At the beginning of many yoga sessions you’ll hear the instructor prompt you to set an intention for the practice. It’s not typically a physical goal as much as a spiritual thought: “I am focused.” or “I am strong.” A few months ago I found myself needing to set an intention of a different sort: for my computer.

After a long and productive life, my laptop began to die. Slowly at first, but then with overwhelming acceleration until I decided it was time to get a new one. I needed several weeks to save up, so I would have to go without for awhile. And oh, did it refresh my appreciation for technology.

I still had my phone to check email and manage important tasks. In fact, I easily go a couple days without using my computer at all normally. But the luxury of having it available at all times was one that disappeared during those weeks.

What do I use my computer for? Often I much prefer a computer to compose emails and messages (excluding texts). I organize my thoughts better on a big screen with a keyboard having real keys. Occasionally I will edit videos to post on YouTube or create music in GarageBand or Logic. Of course I blog, and any general reading or research I do I prefer to do on a computer.

So for those unique weeks I found myself without this resource readily available. But it pushed me toward a new solution: the public library. While I love my library primarily for the books, I learned the value of checking out a laptop for an hour. With the precious time I had, I forced myself to create goals and focus on what I needed to do in that hour. I spent time responding to emails and Facebook messages. I read and wrote and researched. I even allowed myself some scroll time on Facebook. And it was glorious.

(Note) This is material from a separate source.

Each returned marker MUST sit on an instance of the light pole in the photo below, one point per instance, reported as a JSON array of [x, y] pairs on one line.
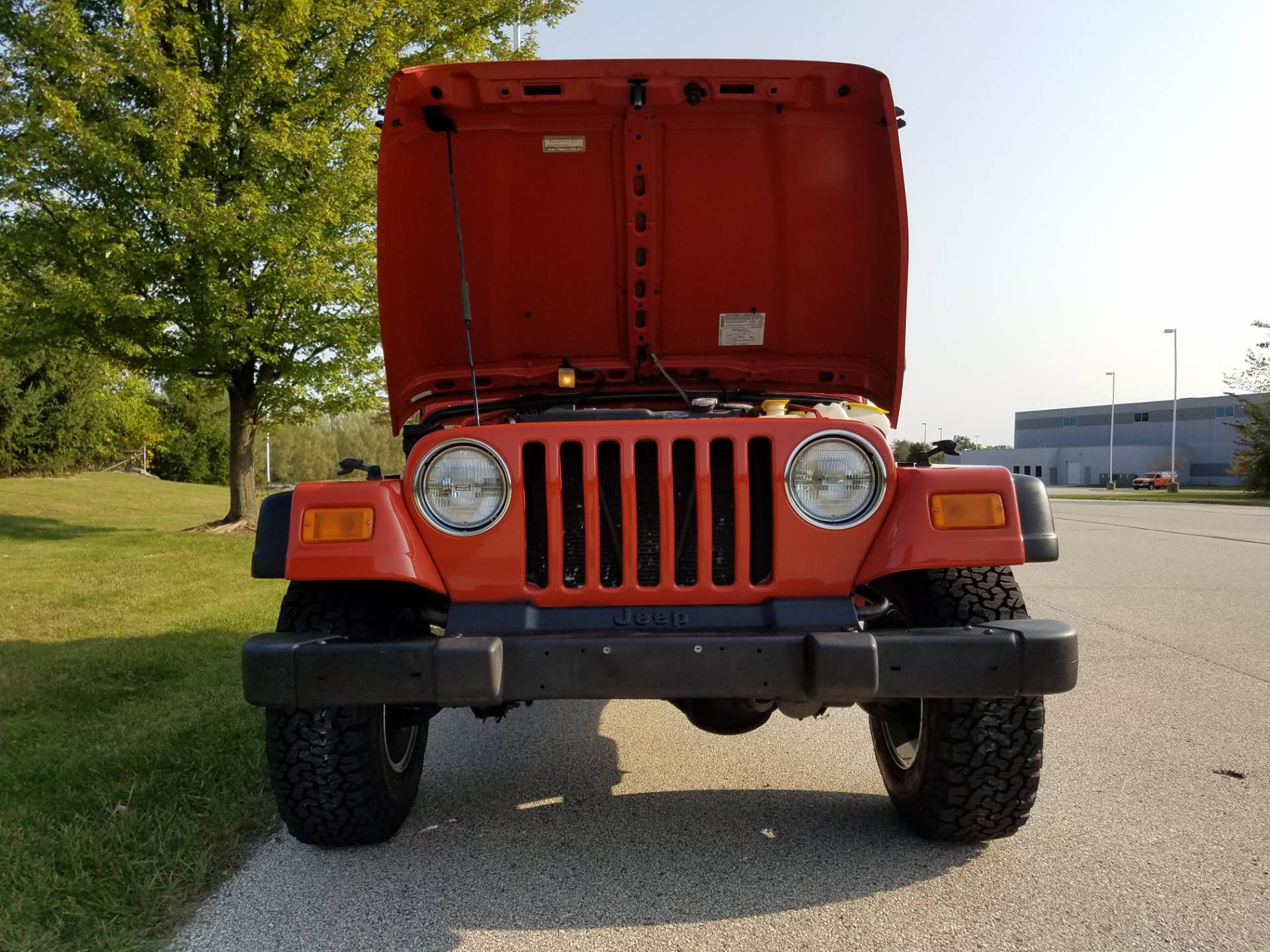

The time without my own computer felt new and different. I possess a deeper thankfulness for the one I do have now. And the focused time in the library reminded me to carry a similar intention with me in my day-to-day perspective.

Excerpt from September 2015: Ugh, Money

Lately I have been looking at what is involved in becoming a freelance writer, and it seems that the most commonly available jobs are those involving marketing and advertising. This makes sense, considering that companies need to promote themselves, but it’s difficult to sell stuff you don’t believe in.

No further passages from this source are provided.